Con quali modalità e fino a quando è lecito criticare il proprio datore di lavoro?

Sappiamo perfettamente che la nostra Costituzione - e precisamente l’articolo 21 il quale disciplina il più ampio diritto di manifestare il proprio pensiero - e lo Statuto dei Lavoratori (articolo 1) ammettono il diritto di critica che, pertanto, è legale anche se rivolta da un lavoratore nei riguardi dell’azienda presso cui presta le proprie mansioni.

In particolare, un dipendente all’interno del luogo di lavoro può tranquillamente, ad esempio, criticare le azioni dell’azienda che impattano negativamente, anche se potenzialmente, sulla salute e sicurezza di uno o più lavoratori.

Ma spesso si verificano diversi casi in cui si oltrepassa i limiti della “critica” al datore di lavoro configurandosi un’offesa vera e propria e quindi l’esecuzione del reato di diffamazione.

Poiché è sotto gli occhi di tutti che negli ultimi anni su internet, e sui social network in modo particolare,  trovano terreno fertile i diversi commenti e gli sfoghi di tantissime persone, oramai, è ben consigliato sapere con precisione fin quando è permessa la critica del dipendente nei riguardi dell’impresa in cui si lavora.

In sintesi, la critica è ammessa se non danneggia il decoro morale o professionale e, nel caso del diritto di critica del dipendente nei confronti del proprio datore di lavoro, tale azione non dovrà arrecare pregiudizi economici e lesioni all’onore e alla reputazione.
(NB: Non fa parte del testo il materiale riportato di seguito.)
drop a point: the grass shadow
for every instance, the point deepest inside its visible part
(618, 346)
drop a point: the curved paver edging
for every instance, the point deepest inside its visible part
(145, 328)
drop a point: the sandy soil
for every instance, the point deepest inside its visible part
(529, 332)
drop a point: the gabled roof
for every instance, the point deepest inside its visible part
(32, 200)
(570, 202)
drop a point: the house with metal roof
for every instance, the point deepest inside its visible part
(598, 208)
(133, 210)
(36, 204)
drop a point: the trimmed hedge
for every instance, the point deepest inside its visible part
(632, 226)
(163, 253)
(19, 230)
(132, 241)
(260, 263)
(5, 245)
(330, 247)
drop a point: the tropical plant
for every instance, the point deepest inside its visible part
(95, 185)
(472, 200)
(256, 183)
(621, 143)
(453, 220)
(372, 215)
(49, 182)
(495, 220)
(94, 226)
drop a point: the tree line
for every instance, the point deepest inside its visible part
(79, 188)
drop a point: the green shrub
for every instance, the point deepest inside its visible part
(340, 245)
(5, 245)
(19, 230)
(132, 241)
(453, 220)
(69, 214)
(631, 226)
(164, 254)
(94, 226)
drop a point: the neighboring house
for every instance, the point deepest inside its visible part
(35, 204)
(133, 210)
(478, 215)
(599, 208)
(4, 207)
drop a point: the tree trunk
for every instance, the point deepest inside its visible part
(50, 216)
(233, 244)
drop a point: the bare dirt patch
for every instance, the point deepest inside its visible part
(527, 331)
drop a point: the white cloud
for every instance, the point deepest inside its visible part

Altrimenti, attraverso un provvedimento di espulsione in tronco, e senza neanche il preavviso, si rischia il licenziamento per giusta causa anche perché il lavoratore viola l’obbligo di “fedeltà” sancito dall’articolo 2105 del Codice Civile!

Nella pratica, tale diritto di critica dovrà essere esercitato dal dipendente utilizzando un linguaggio pacato e moderato e rispettando la verità dei fatti in quanto, oltre al licenziamento in tronco, verrà anche querelato per diffamazione con l’aggiunta dell’aggravante perché il reato si è consumato nella rete internet tramite cui potenzialmente si raggiunge un numero indeterminato di persone. Anche se ciò avviene senza riportare il nome dell’azienda ma che risulta ugualmente individuabile in maniera agevole come stabilito da una recente Sentenza della Corte di Cassazione.

L’unica eccezione si verifica quando si ha a che fare di una chat privata su WhatsApp oppure di un gruppo privato su un social network.

Infatti, sempre secondo la Cassazione, in questi casi in cui la larga diffusione non si verifica perché il messaggio è circoscritto nelle poche persone che partecipano a tali chat private e/o gruppi privati il reato di diffamazione non nasce e, pertanto, l’azienda non potrà procedere neanche al licenziamento per giusta causa.

Tutto questo si verifica sempre se non si ha la volontà di diffondere il messaggio in questione al di fuori della chat privata oppure del gruppo privato.